4. Common Types

Some common type of questions on Linear Equations asked in the entrance tests are explained below.

4.1 Age-based questions

Example 6

$4$ years ago, Ram was $6$ times as old as his son. $5$ years from now, Ram will be thrice his son's age. What is the present age of Ram?

Solution

Let the present age of Ram and his son be $r$ and $s$ respectively. The following $2$ statements from the question can be used to form $2$ linear equations.

Statement $\bm{1}$: $4$ years back Ram was $6$ times as old as his son.
⇒ $ (r - 4) = 6(s - 4)$
⇒ $ r - 6s = -20$ -----($1$)

Statement $\bm{2}$: 5 years from now, Ram will be thrice his son's age.
⇒ $ r + 5 = 3(s + 5)$
⇒ $ r - 3s = 10$ -----($2$)

Eq($2$) $-$ Eq($1$) ⇒ $ -3s +6s = 10 + 20$
⇒ $ \bm{s = 10}$

Substituting $s = 10$ in Eq($1$), we get $\bm{r = 40}$

Answer: $40$ years

4.2 Digits-based questions

Example 7

When the digits of a $2$-digit number are reversed, its value reduces by $45$. If the product of the digits is $24$, then what is the original number?

Solution

Let the $2$-digit number be $10a + b$. When the digits are reversed, the number becomes $10b + a$.

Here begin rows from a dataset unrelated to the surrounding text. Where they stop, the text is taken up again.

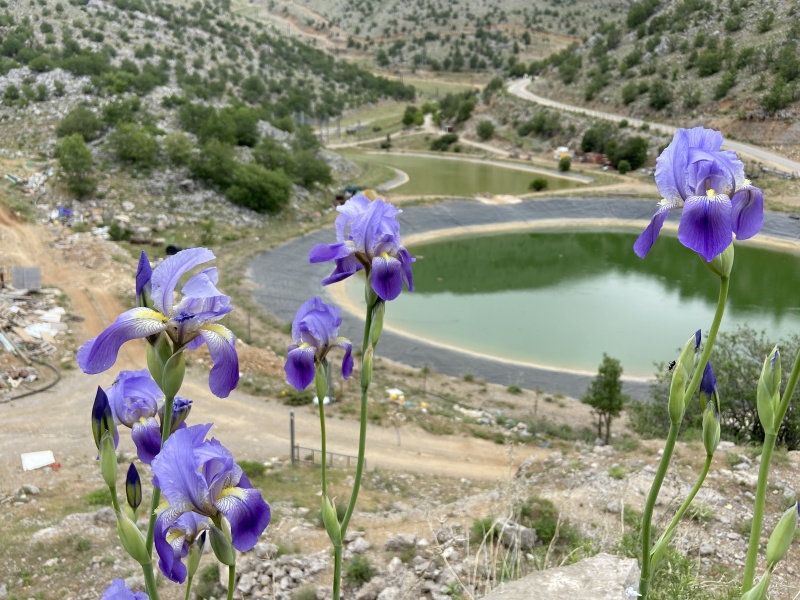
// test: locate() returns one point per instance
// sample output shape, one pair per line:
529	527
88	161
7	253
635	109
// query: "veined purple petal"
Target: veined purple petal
299	367
119	591
224	375
648	237
326	252
705	225
175	471
387	277
747	212
709	381
146	435
100	353
203	285
166	275
143	275
247	513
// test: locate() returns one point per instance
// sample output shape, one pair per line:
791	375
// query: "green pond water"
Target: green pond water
431	176
561	299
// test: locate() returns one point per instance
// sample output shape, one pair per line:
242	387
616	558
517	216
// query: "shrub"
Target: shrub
261	190
485	130
538	184
359	571
82	121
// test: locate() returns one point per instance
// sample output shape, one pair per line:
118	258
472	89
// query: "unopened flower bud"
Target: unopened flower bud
768	391
782	535
133	487
220	537
759	591
722	264
331	521
366	368
132	539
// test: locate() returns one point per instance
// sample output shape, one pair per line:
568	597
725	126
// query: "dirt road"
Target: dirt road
251	427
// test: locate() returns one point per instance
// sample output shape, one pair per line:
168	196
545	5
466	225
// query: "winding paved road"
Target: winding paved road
519	88
284	280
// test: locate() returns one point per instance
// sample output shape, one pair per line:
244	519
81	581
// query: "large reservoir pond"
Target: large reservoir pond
432	175
561	299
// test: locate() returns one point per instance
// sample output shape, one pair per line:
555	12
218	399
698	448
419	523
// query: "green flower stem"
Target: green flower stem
231	580
758	512
362	445
150	582
763	476
165	427
321	384
647	516
188	586
688	501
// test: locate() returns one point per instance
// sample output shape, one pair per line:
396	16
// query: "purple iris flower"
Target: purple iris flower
368	237
709	184
119	591
172	543
189	324
200	476
134	398
315	330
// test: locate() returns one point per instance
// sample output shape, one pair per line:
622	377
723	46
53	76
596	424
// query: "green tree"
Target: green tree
485	130
75	160
80	120
259	189
605	395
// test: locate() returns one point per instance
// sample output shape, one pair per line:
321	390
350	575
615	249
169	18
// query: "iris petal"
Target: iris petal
299	367
247	513
648	237
224	375
705	226
166	275
747	212
100	353
387	277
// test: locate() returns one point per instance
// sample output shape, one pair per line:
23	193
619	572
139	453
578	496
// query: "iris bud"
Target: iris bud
220	536
132	539
195	554
174	370
377	322
722	264
782	535
331	521
759	591
108	461
133	487
768	391
366	368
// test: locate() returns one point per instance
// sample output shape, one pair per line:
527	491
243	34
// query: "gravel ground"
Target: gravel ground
284	280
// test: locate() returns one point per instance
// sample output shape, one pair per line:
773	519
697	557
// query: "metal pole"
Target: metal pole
291	434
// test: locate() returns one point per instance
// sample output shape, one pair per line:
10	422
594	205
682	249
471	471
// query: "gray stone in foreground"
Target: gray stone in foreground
601	577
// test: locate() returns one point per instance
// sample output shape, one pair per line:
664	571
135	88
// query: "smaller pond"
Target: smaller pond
444	176
562	299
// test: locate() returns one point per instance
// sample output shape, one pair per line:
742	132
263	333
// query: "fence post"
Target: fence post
291	434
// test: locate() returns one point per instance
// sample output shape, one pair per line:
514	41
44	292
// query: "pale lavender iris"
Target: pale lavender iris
693	173
315	330
172	543
189	323
134	398
201	476
119	591
368	237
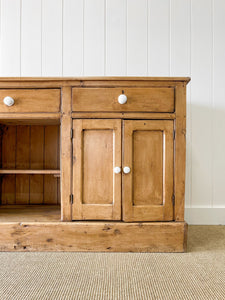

$10a + b - (10b + a) = 45$
⇒ $ 9a - 9b = 45$
$a - b = 5$
⇒ $ a = b + 5$ -----($1$)

It is given that $ab = 24$
⇒ $ b(b + 5) = 24$ [Substituting $a = b + 5$ from Eq ($1$)]
⇒ $ b(b + 5) = 3(3 + 5)$
$\therefore \bm{b = 3}$

Substituting $b = 3$ in Eq($1$) ⇒ $ \bm{a = 8}$

$\therefore$ Original number $= 10a + b = 10 \times 8 + 3 = 83$

Answer: $83$

4.3 Fraction-based questions

Example 8

The sum of the numerator and denominator of a fraction is $6$. When $3$ is added to each of the numerator and the denominator, the fraction's value becomes $\dfrac{1}{2}$. What is the value of the initial fraction in decimal form?

Solution

Let the numerator and denominator of the initial fraction be $a$ and $b$ respectively.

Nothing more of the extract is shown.